- Pencarnisiog Location within Anglesey
- OS grid reference: SH 3524 7360
- • Cardiff: 132.9 mi (213.9 km)
- • London: 218.5 mi (351.6 km)
- Community: Llanfaelog;
- Principal area: Anglesey;
- Country: Wales
- Sovereign state: United Kingdom
- Post town: Tŷ Croes
- Police: North Wales
- Fire: North Wales
- Ambulance: Welsh
- UK Parliament: Ynys Môn;
- Senedd Cymru – Welsh Parliament: Ynys Môn;

= Pencarnisiog =

Pencarnisiog is a village in the community of Llanfaelog, Anglesey, Wales, which is 132.9 miles (213.8 km) from Cardiff and 218.5 miles (351.6 km) from London.

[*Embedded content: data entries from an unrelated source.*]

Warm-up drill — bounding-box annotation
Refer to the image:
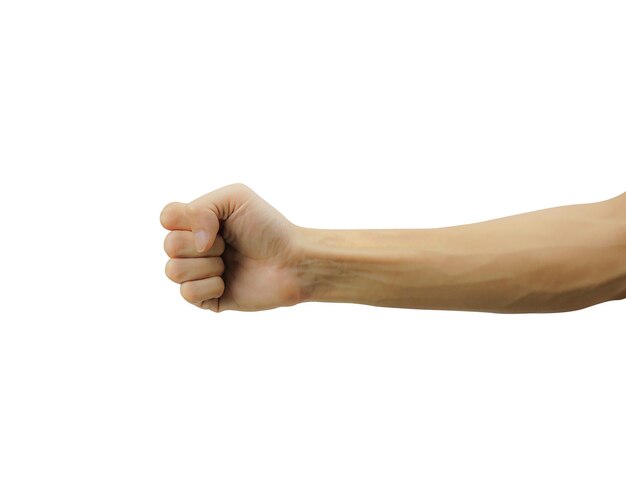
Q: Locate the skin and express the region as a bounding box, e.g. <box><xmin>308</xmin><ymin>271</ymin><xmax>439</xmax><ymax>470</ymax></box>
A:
<box><xmin>161</xmin><ymin>184</ymin><xmax>626</xmax><ymax>313</ymax></box>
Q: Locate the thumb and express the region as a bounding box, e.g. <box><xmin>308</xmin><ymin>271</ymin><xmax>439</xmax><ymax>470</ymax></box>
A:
<box><xmin>187</xmin><ymin>183</ymin><xmax>254</xmax><ymax>252</ymax></box>
<box><xmin>187</xmin><ymin>204</ymin><xmax>220</xmax><ymax>252</ymax></box>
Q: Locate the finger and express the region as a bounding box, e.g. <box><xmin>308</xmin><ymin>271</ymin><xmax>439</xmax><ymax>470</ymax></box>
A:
<box><xmin>180</xmin><ymin>277</ymin><xmax>224</xmax><ymax>306</ymax></box>
<box><xmin>163</xmin><ymin>231</ymin><xmax>226</xmax><ymax>257</ymax></box>
<box><xmin>186</xmin><ymin>183</ymin><xmax>252</xmax><ymax>252</ymax></box>
<box><xmin>161</xmin><ymin>202</ymin><xmax>191</xmax><ymax>231</ymax></box>
<box><xmin>165</xmin><ymin>257</ymin><xmax>224</xmax><ymax>284</ymax></box>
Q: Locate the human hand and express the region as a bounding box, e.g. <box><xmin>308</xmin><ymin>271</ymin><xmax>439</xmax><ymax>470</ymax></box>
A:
<box><xmin>161</xmin><ymin>183</ymin><xmax>300</xmax><ymax>313</ymax></box>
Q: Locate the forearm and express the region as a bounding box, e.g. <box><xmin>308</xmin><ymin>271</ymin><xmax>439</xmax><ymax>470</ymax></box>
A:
<box><xmin>299</xmin><ymin>195</ymin><xmax>626</xmax><ymax>313</ymax></box>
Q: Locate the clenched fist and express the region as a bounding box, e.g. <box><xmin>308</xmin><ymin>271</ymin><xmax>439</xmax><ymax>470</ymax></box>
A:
<box><xmin>161</xmin><ymin>184</ymin><xmax>300</xmax><ymax>312</ymax></box>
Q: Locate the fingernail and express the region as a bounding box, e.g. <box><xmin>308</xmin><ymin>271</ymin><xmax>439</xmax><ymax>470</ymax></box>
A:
<box><xmin>193</xmin><ymin>230</ymin><xmax>209</xmax><ymax>252</ymax></box>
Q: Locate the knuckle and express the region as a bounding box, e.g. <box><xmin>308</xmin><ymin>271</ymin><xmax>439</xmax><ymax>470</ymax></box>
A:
<box><xmin>165</xmin><ymin>259</ymin><xmax>183</xmax><ymax>283</ymax></box>
<box><xmin>180</xmin><ymin>282</ymin><xmax>202</xmax><ymax>304</ymax></box>
<box><xmin>213</xmin><ymin>233</ymin><xmax>226</xmax><ymax>254</ymax></box>
<box><xmin>215</xmin><ymin>277</ymin><xmax>226</xmax><ymax>297</ymax></box>
<box><xmin>163</xmin><ymin>231</ymin><xmax>182</xmax><ymax>257</ymax></box>
<box><xmin>215</xmin><ymin>257</ymin><xmax>226</xmax><ymax>275</ymax></box>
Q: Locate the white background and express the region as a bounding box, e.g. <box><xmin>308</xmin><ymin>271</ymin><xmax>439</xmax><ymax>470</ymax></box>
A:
<box><xmin>0</xmin><ymin>0</ymin><xmax>626</xmax><ymax>501</ymax></box>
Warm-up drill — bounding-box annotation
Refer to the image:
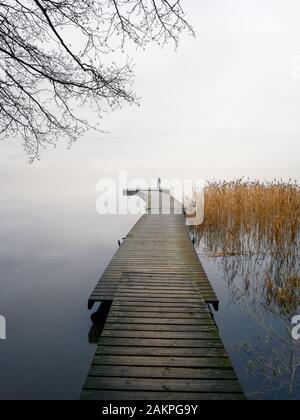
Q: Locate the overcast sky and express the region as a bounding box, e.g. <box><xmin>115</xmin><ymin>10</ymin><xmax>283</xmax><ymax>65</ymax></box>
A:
<box><xmin>0</xmin><ymin>0</ymin><xmax>300</xmax><ymax>201</ymax></box>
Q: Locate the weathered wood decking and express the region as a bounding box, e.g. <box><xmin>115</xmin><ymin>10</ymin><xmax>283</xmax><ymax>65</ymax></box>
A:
<box><xmin>82</xmin><ymin>190</ymin><xmax>244</xmax><ymax>400</ymax></box>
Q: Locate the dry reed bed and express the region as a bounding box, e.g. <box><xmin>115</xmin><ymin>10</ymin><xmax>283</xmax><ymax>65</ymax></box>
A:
<box><xmin>196</xmin><ymin>180</ymin><xmax>300</xmax><ymax>309</ymax></box>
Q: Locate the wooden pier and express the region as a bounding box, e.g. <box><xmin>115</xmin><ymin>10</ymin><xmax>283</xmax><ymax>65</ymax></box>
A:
<box><xmin>81</xmin><ymin>191</ymin><xmax>244</xmax><ymax>400</ymax></box>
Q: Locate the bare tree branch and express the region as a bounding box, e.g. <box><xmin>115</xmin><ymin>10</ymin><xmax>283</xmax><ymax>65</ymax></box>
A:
<box><xmin>0</xmin><ymin>0</ymin><xmax>193</xmax><ymax>160</ymax></box>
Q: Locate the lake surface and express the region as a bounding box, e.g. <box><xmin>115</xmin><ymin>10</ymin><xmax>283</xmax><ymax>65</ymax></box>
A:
<box><xmin>0</xmin><ymin>195</ymin><xmax>141</xmax><ymax>399</ymax></box>
<box><xmin>0</xmin><ymin>172</ymin><xmax>300</xmax><ymax>399</ymax></box>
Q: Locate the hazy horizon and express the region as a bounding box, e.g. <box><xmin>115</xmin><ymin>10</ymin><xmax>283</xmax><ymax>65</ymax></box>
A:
<box><xmin>0</xmin><ymin>0</ymin><xmax>300</xmax><ymax>193</ymax></box>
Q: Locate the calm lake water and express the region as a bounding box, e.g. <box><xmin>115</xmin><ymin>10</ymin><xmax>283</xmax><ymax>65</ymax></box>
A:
<box><xmin>0</xmin><ymin>176</ymin><xmax>300</xmax><ymax>399</ymax></box>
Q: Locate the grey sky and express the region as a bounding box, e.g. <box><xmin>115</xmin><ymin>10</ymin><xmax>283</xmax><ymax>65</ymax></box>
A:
<box><xmin>0</xmin><ymin>0</ymin><xmax>300</xmax><ymax>196</ymax></box>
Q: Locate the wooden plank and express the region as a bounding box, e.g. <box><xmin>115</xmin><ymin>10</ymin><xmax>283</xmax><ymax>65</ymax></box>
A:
<box><xmin>102</xmin><ymin>330</ymin><xmax>219</xmax><ymax>340</ymax></box>
<box><xmin>93</xmin><ymin>354</ymin><xmax>232</xmax><ymax>369</ymax></box>
<box><xmin>105</xmin><ymin>323</ymin><xmax>216</xmax><ymax>333</ymax></box>
<box><xmin>84</xmin><ymin>377</ymin><xmax>241</xmax><ymax>393</ymax></box>
<box><xmin>89</xmin><ymin>365</ymin><xmax>236</xmax><ymax>379</ymax></box>
<box><xmin>96</xmin><ymin>346</ymin><xmax>228</xmax><ymax>357</ymax></box>
<box><xmin>82</xmin><ymin>195</ymin><xmax>244</xmax><ymax>401</ymax></box>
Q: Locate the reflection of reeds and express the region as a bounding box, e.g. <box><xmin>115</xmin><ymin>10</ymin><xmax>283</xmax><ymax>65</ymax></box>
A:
<box><xmin>192</xmin><ymin>180</ymin><xmax>300</xmax><ymax>312</ymax></box>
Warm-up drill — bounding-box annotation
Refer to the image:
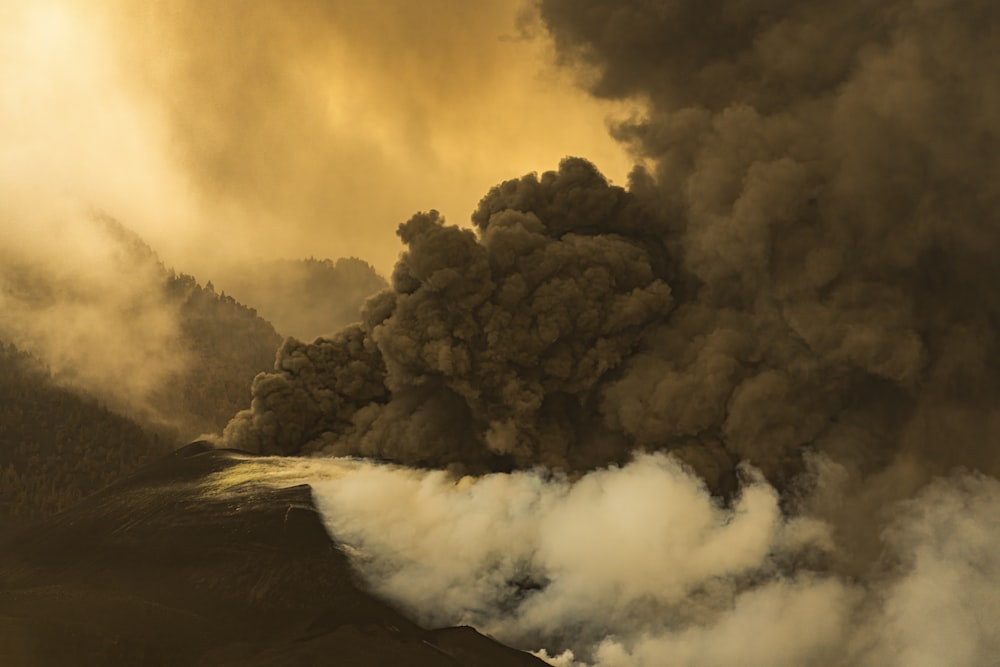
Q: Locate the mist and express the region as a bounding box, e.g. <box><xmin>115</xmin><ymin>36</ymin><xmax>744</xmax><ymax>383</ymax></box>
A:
<box><xmin>215</xmin><ymin>0</ymin><xmax>1000</xmax><ymax>665</ymax></box>
<box><xmin>203</xmin><ymin>454</ymin><xmax>1000</xmax><ymax>667</ymax></box>
<box><xmin>7</xmin><ymin>0</ymin><xmax>1000</xmax><ymax>667</ymax></box>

The name "Pencarnisiog" translates to, "the head/top of the lower cairn".
There is a Welsh-medium primary school, Ysgol Gynradd Pencarnisiog, in the village, founded in 1911. As of January 2018, the school had the second highest percentage of pupils (aged 5 and over) who spoke Welsh at home in Wales, at 95.6%. In 2024, 89.8 per cent of pupils spoke Welsh at home.

On 23 September 2026, an Royal Air Force Hawk T2 jet crashed in the village, shortly after taking off from nearby RAF Valley. Both pilots ejected before the crash, with no casualties on the ground.